Psychiatric Manifestations of Graves’ Hyperthyroidism

Pathophysiology and Treatment Options
  • Robertas BuneviciusEmail author
  • Arthur J. PrangeJr
Therapy In Practice

Abstract

Graves’ disease is an autoimmune disorder that is the most common cause of hyperthyroidism. Other symptoms associated with the disease are goitre, ophthalmopathy, and psychiatric manifestations such as mood and anxiety disorders and, sometimes, cognitive dysfunction. Graves’ hyperthyroidism may result in these latter manifestations via the induction of hyperactivity of the adrenergic nervous system.

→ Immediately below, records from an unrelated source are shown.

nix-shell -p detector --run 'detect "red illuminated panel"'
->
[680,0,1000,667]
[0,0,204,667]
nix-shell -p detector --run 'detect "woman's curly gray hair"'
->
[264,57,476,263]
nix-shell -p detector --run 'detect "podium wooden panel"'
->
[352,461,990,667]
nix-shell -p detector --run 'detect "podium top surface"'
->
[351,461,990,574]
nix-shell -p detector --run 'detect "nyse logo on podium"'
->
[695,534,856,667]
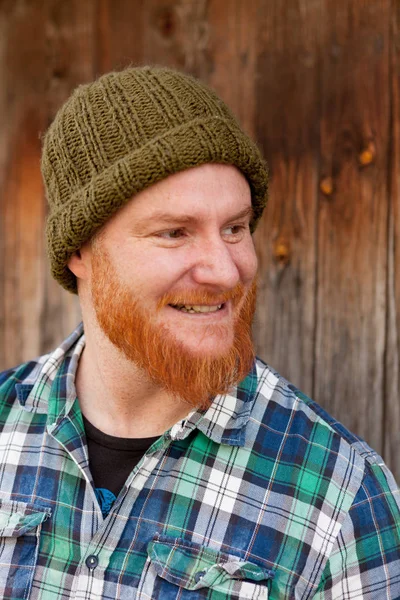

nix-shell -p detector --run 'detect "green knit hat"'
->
[42,67,268,293]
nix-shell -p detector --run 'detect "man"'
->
[0,67,400,600]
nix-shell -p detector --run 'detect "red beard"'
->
[92,246,256,409]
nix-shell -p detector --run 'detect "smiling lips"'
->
[170,304,223,313]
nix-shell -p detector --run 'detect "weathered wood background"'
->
[0,0,400,479]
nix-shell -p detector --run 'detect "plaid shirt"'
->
[0,327,400,600]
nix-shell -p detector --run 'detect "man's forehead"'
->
[111,164,253,225]
[134,204,254,223]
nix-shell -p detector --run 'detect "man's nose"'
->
[192,237,240,289]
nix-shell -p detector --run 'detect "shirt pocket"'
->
[0,502,50,600]
[136,536,274,600]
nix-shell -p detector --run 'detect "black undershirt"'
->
[82,415,160,497]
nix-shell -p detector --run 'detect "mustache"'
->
[157,283,246,310]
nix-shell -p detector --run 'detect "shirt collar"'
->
[17,323,257,446]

This review addresses the psychiatric presentations, and their pathophysiology and treatment, in patients with hyperthyroidism, based on literature identified by a PubMed/MEDLINE database search. Although the focus is on mental symptoms associated with Graves’ disease, it is not always clear from the literature whether patients had Graves’ disease: in some studies, the patients were thought to have Graves’ disease based on clinical findings such as diffuse goitre or ophthalmopathy or on measurements of thyroid antibodies in serum; however, in other studies, no distinction was made between Graves’ hyperthyroidism and hyperthyroidism from other causes.

Antithyroid drugs combined with β-adrenoceptor antagonists are the treatments of choice for hyperthyroidism, as well as for the psychiatric disorders and mental symptoms caused by hyperthyroidism. A substantial proportion of patients have an altered mental state even after successful treatment of hyperthyroidism, suggesting that mechanisms other than hyperthyroidism, including the Graves’ autoimmune process per se and ophthalmopathy, may also be involved. When psychiatric disorders remain after restoration of euthyroidism and after treatment with β-adrenoceptor antagonists, specific treatment for the psychiatric symptoms, especially psychotropic drugs, may be needed.

Keywords

Bipolar Disorder Propranolol Hyperthyroidism Generalise Anxiety Disorder Antithyroid Drug 
These keywords were added by machine and not by the authors. This process is experimental and the keywords may be updated as the learning algorithm improves.

Notes

Acknowledgements

The authors would like to thank Robert D. Utiger, MD, for his assistance in the preparation of this manuscript. The work of Robertas Bunevicius was supported in part by the Ruth L. Kirchstein Award from the United States National Institute of Health. The authors have no conflicts of interest that are directly relevant to the contents of this review.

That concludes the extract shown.